But who’s counting?
Rob Zombie grew up a Monster Kid, watching all the horror classics, reading Famous Monsters of Filmland and putting together Aurora model kits. A psychotronic soul if there ever was one, his interests expanded into the usual esoteric territories: true crime serial killer lore, sleazy girlie mags, Fortean phenomena, etc. And so, after achieving a great deal of success with his hard-edged, spookhouse-flavored dance/metal music, it comes as little surprise that he ended up making a horror movie.
Unlike Dee Snider, who made the much harsher Strangeland, Zombie has too much of the carny in him to put on a straight horror show without constant winks at the audience. His first act is centered on a gloriously bizarre roadside attraction, a serial killer museum – and fried chicken stand – run by a seedy clown billed as Captain Spaulding (the legendary Sid Haig). Four 20somethings stumble upon the place while driving to spend Halloween with one of the girls’ father, and as the two guys are writing a book on such things (something like Ken Smith’s Roadside America), they naturally can’t get enough of the place. And as the burial site of one of the most notorious serial killers ever – the evil Dr. Satan – is said to be not too far away, they naturally have to see that, too.

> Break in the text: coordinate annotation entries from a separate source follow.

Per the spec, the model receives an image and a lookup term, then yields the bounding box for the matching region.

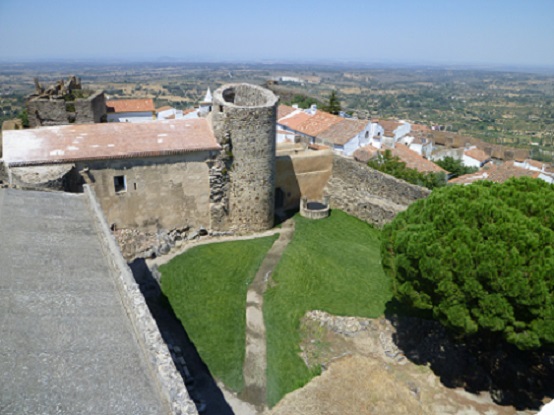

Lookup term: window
[113,176,127,193]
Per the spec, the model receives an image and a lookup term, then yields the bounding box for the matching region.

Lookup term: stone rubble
[113,226,224,261]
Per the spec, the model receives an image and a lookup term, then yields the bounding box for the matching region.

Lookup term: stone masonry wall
[75,91,106,124]
[325,156,430,227]
[84,186,198,415]
[27,91,106,128]
[211,84,277,232]
[77,152,210,232]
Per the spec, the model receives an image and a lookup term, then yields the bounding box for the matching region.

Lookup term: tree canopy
[382,178,554,350]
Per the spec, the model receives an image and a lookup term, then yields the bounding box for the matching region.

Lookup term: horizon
[0,0,554,69]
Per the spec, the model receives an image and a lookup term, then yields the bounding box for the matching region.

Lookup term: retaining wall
[325,155,431,227]
[84,185,198,415]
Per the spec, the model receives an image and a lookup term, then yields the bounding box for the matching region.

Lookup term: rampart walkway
[0,189,169,415]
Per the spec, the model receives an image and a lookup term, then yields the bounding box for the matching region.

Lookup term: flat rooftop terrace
[0,189,169,415]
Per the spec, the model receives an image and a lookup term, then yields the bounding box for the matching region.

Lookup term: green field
[264,210,391,406]
[156,210,391,406]
[160,235,277,392]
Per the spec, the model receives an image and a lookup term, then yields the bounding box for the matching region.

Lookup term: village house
[390,143,447,174]
[3,118,221,230]
[277,105,378,156]
[156,105,183,120]
[106,98,156,123]
[462,146,491,169]
[377,120,411,147]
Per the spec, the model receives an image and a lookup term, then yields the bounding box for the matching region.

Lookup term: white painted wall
[107,111,156,122]
[462,154,481,169]
[394,121,412,143]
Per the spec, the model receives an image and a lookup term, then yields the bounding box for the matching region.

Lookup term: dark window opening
[113,176,127,193]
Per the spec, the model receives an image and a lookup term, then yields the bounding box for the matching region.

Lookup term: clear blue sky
[0,0,554,66]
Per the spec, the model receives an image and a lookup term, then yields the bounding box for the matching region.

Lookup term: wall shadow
[385,302,554,410]
[129,258,234,415]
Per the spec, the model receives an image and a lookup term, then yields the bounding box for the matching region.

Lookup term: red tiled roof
[377,120,402,137]
[317,118,370,145]
[391,143,446,173]
[279,110,343,137]
[353,144,379,163]
[448,161,541,184]
[3,118,220,166]
[411,124,431,132]
[106,98,156,113]
[464,148,490,163]
[277,104,296,120]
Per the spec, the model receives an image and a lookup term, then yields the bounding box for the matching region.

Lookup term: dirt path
[241,220,294,411]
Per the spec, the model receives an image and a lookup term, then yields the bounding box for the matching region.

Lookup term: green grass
[160,235,277,392]
[264,210,392,406]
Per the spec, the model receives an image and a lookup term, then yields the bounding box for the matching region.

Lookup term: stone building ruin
[210,84,278,231]
[26,76,106,128]
[0,81,427,252]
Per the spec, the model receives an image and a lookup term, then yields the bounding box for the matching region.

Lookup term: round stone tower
[211,84,278,232]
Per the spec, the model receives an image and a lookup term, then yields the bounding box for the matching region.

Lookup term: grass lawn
[264,210,392,406]
[160,235,277,392]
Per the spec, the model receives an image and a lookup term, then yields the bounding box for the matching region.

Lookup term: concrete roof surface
[0,189,169,415]
[3,118,220,166]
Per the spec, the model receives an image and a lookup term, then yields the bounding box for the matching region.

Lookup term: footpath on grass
[241,219,294,409]
[146,218,295,415]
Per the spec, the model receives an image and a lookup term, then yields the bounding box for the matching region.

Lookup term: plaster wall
[77,152,210,231]
[275,150,333,209]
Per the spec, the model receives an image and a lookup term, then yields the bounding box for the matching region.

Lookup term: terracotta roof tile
[377,120,402,137]
[317,118,370,145]
[391,143,446,173]
[353,144,379,163]
[293,111,343,137]
[106,98,156,113]
[464,148,490,163]
[279,111,311,131]
[4,118,220,166]
[277,104,297,120]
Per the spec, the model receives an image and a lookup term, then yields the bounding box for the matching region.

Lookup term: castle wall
[74,91,106,124]
[27,91,106,128]
[325,156,430,227]
[275,150,333,210]
[77,152,210,231]
[211,84,277,232]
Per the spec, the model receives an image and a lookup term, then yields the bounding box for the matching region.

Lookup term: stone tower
[211,84,278,232]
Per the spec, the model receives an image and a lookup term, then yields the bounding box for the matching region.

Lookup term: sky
[0,0,554,67]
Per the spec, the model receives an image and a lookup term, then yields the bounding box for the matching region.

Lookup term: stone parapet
[84,185,198,415]
[325,155,430,227]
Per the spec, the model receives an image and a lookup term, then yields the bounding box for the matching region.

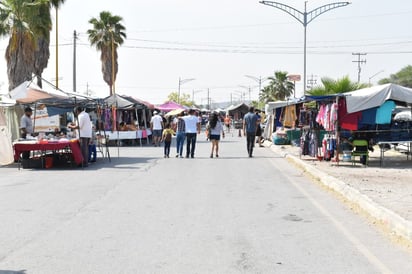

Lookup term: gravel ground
[269,144,412,221]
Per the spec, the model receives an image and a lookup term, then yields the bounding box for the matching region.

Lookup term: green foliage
[87,11,126,95]
[259,71,294,103]
[166,92,194,107]
[378,65,412,88]
[0,0,51,90]
[307,76,367,96]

But along the road, they stop for odd hitchhiker Baby Firefly (the sensational Sheri Moon, Mrs. Zombie), who easily lures them to the title house, where she lives with a whole family of psychos. The family, headed up by Mom (Karen Black) wastes little time in springing their trap.
You don’t need the Marx Bros. character names to tell you that Zombie is just trying to have a whole lot o’ fun here. It’s almost a note-for-note retread of Texas Chainsaw Massacre, only so crammed to the rafters with weird artifacts that I can’t wait for a closer inspection on DVD. Zombie lifts from numerous other sources as well, including a carefully built up doomed rescue attempt that recalls Kubrick’s The Shining, but ‘saw supplies the main structure. In fact, he sticks to his model so closely that by the time he tries to “surprise” us in the third act with a fall down a rabbit hole – a twist that delivers a juiced up tribute to elements of Fulci’s House by the Cemetery and a whole lot more – that you almost miss the turn. House isn’t a particularly scary movie, but it is a trashy good time, which is most likely the filmmaker’s intention.